November 16, 2009—Convia/A Herman Miller Company, has been selected as the lighting control provider for pre-built offices as part of the $20 million dollar Empire State Building retrofit project. Targeted at making the landmark a model of sustainability and propelling the nation’s interest in green building retrofits, the project is expected to reduce energy use and carbon emissions in the building by approximately 40 percent and put it within the top 10 percent of all energy efficient buildings worldwide.

The Empire State Building retrofit project is led by a team of consulting, design and construction partners, including the Clinton Climate Initiative, Johnson Controls Inc. (JCI), Jones Lang LaSalle (JLL) and Rocky Mountain Institute. The Convia technology, on display at November’s United States Green Building Council’s (USGBC) annual Greenbuild International Conference and Expo, will play a critical role in the energy management of the Empire State Building’s pre-built tenant spaces, which other tenants may use as a model for energy efficiency within their own spaces. The building owners are looking to tenant participation to reduce energy consumption by 17 percent.

Convia is installed in a prototype office space on the building’s 42nd floor, which has been set up to reflect a Platinum LEED office. New and renewing tenants can visit the prototype for ideas on how they can design for maximum efficiency as well as employee productivity and comfort. Nearly 40 percent of tenant space will come up for renewal in the next four years.
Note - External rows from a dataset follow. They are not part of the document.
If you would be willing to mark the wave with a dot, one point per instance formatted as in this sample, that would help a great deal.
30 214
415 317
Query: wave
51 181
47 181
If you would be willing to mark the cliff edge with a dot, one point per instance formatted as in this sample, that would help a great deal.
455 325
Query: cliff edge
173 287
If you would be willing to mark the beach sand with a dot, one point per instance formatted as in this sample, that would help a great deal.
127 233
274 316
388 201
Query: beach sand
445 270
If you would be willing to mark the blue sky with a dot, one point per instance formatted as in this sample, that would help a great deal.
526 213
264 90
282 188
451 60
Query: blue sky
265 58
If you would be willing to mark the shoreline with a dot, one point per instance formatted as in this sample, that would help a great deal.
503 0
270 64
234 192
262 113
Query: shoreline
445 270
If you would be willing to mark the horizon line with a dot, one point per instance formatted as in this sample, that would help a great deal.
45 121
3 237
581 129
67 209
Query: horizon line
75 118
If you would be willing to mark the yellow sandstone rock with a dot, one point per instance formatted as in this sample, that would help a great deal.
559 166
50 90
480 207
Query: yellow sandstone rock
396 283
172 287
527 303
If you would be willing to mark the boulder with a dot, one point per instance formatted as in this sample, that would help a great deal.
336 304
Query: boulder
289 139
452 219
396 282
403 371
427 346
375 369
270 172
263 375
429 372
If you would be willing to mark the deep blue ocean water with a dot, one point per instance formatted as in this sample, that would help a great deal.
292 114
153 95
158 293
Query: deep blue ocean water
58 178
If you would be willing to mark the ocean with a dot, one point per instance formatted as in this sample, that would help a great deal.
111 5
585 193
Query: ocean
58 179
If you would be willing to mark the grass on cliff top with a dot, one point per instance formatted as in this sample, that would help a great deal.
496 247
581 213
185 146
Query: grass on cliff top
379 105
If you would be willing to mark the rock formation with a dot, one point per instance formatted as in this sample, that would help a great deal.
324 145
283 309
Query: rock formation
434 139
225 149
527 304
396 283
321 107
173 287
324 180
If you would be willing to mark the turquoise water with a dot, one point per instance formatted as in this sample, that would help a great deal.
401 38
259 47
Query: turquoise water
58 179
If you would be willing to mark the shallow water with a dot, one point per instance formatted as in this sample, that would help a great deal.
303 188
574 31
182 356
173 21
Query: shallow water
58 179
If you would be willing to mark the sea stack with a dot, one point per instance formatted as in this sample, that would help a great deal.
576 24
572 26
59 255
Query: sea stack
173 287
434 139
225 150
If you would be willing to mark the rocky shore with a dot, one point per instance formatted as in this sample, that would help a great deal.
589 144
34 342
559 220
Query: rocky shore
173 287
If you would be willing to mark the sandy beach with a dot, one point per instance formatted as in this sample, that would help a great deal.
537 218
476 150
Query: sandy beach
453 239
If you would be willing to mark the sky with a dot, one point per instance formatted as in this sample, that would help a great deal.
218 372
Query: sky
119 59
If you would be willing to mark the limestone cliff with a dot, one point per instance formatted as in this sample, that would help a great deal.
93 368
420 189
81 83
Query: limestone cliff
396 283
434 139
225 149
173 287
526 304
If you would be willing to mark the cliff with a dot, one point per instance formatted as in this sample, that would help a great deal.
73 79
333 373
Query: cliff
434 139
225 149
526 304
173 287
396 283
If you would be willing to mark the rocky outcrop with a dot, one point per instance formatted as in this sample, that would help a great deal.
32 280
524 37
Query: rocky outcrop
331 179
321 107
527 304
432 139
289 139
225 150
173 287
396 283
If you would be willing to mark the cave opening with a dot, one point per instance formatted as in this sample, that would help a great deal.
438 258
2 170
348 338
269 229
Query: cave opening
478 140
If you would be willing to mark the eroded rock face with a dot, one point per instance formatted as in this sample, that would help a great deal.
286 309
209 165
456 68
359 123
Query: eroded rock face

Together, HVAC (30-35 percent), lighting (30-40 percent) and plug loads/office equipment (12-18 percent) account for nearly 93 percent of total energy use within a building. Convia addresses all three of these areas with a simple and intelligent controls and management platform. Within the prototype space, the Convia technology offers a whole building level of control, providing sustainable solutions for everything from the building infrastructure to the individual workstation, including new advancements in plug load control through Herman Miller’s Energy Manager device.

Energy Manager, which is embedded in Herman Miller’s Intent and Ethospace workstations in the space, is a device that senses occupancy and controls power in the company’s systems furniture to save energy and lower costs. When a person sits down to work, an occupancy sensor detects their presence and turns on the devices in the cluster plugged into those two circuits, known as plug loads (e.g. task lights, printers, monitors or chargers). When the cluster is unoccupied, the devices automatically shut off. With plug load energy expected to rise by 70 percent over the next decade, Energy Manager provides an effective solution to control this energy.

Other key components of Convia that are integrated into the prototype space include: occupancy sensors; thermostat set-points; daylight dimming; wall switches; wand, for virtual wiring.